**Hubert Shutrick** **January 18, 2012**

Griffith's theorem is proved algebraically using complex numbers elsewhere on ctk and illustrated by an applet. For completeness, the following is a simple geometrical proof that is an adaptation of a proof available on the web. The steps in the proof are illustrated by separate diagrams to make it more visual and less verbal.

**Griffith's Theorem**. Consider the points A',B',C' whose vertices are the midpoints of the sides of the triangle ABC and let round brackets denote the circle through the points they enclose so that (A',B',C') is the nine-point circle of ABC, Corresponding to each line through the centre O of (A,B,C), there is a point G on (A',B',C') such that the pedal circle with respect to ABC of any point P on the line passes through G.

**Proof**. The point where the line through B' orthogonal to AC intersects the circle (A,B',C') is, in fact, O because the right angle gives that AO is the diameter of the circle and \angle AC'O is then also 90°. Consider any line OF through O determined by the other intersection point F between it and (A,B',C') and let G be the image of F under the involution that reflects points in the line B'C'. It will turn out to be the required point of the theorem.

The involution takes A to the foot point A_{h} of the altitude from A to BC so the image of (A,B',C') is (A_{h},B',C'), which is the nine point circle (A',B',C') and G is on it.

For any point P on the line OF, and let A_{p},B_{p},C_{p} be its pedal points and let L be the image of A_{p} under the involution.
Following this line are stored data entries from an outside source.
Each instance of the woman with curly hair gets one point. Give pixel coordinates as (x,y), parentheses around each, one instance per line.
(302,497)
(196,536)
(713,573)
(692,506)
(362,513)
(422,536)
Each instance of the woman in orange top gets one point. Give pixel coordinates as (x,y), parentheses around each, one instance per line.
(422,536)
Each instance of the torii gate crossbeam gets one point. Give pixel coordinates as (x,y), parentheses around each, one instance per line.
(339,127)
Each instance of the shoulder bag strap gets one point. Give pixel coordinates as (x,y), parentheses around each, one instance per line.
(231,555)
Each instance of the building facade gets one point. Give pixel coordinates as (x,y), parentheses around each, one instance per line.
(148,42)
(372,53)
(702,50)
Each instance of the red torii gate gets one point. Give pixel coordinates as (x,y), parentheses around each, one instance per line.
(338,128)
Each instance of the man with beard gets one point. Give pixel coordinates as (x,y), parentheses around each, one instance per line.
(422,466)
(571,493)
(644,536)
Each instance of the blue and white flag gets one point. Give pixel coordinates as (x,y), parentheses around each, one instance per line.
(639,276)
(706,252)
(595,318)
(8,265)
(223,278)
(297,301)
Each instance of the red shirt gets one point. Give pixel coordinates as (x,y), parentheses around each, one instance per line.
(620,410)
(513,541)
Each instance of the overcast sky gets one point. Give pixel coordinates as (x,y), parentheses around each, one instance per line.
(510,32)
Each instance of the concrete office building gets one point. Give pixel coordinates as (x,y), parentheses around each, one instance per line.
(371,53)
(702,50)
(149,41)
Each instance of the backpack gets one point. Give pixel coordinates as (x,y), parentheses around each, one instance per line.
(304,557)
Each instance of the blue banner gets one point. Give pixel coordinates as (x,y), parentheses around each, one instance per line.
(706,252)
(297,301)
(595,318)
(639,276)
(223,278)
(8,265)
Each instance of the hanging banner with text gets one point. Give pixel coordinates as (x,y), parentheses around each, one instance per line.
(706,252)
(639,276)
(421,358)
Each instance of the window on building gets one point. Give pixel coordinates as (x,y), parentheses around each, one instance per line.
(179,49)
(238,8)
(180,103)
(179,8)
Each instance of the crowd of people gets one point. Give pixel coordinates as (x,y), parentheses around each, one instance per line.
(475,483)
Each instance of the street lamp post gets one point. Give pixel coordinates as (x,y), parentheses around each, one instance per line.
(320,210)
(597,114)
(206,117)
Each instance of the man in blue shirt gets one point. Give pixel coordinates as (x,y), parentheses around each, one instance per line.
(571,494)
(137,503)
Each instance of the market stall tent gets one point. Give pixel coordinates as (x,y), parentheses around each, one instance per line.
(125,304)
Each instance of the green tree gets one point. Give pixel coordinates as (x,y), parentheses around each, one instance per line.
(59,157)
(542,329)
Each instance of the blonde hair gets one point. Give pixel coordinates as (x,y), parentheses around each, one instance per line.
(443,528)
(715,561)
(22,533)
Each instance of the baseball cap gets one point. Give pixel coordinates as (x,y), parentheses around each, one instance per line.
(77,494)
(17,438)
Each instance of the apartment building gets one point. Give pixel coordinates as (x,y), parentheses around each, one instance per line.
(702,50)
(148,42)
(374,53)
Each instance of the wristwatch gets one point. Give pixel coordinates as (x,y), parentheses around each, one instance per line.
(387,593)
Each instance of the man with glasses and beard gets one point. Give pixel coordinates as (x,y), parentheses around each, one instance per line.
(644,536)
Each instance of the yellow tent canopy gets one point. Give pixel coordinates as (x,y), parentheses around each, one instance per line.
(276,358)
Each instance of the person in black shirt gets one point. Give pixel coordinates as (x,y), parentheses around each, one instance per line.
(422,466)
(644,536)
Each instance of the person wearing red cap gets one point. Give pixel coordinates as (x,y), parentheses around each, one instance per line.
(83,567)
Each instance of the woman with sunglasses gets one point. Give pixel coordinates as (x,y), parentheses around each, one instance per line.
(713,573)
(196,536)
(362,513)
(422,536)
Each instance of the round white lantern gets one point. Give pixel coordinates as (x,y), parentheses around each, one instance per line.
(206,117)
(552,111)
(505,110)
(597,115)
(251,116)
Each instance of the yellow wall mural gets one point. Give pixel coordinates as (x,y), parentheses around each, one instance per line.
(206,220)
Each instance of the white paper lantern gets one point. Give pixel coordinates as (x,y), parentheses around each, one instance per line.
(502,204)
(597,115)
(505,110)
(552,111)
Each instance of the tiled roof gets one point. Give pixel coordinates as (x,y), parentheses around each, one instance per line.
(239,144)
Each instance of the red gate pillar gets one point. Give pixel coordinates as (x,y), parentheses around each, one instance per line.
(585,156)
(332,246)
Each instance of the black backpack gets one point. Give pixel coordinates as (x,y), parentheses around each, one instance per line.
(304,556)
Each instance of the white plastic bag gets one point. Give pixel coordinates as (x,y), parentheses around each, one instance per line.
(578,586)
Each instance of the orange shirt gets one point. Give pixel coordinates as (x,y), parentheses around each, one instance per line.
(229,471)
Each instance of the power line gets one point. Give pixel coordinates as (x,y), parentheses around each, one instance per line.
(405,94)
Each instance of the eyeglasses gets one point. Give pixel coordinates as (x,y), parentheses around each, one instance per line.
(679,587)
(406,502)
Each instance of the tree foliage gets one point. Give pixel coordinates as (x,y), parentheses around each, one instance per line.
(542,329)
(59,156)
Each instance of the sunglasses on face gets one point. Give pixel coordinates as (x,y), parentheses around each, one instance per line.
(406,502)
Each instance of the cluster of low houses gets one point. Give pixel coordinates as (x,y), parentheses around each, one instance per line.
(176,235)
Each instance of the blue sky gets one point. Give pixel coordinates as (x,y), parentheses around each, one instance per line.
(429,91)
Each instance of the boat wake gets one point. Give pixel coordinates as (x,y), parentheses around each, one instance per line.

The quadrilateral AC_{p}FL is cyclic because all the points lie on the circle with diameter AP due to the right angles. Hence,

- \angle C_{p}FL = \angle AC'B'

both being equal to the external angle of the quadrilateral at A.

Let X be the intersection of B_{p}C_{p} and B'C' . The quadrilateral C_{p}C'FX is cyclic, since the angles XC_{p}F and XC'F are both equal to \angle FAC, and it follows that

- \angle C_{p}FX = \angle AC'B'

and so the point X lies on FL as the diagram suggests.

Finally, LX\cdot FX = C_{p}X\cdot B_{p}X since the quadrilateral is cyclic, but LX\cdot FX = A_{p}X\cdot GX from the involution so A_{p}X\cdot GX = C_{p}X\cdot B_{p}X and G lies on (A_{p},B_{p},C_{p}) as required.

**Fontene's theorem** states that (A_{p},B_{p},C_{p}) passes through the point G where A_{p}X intersects (A',B',C'), the same applying to B_{p}Y and C_{p}Z defined similarly.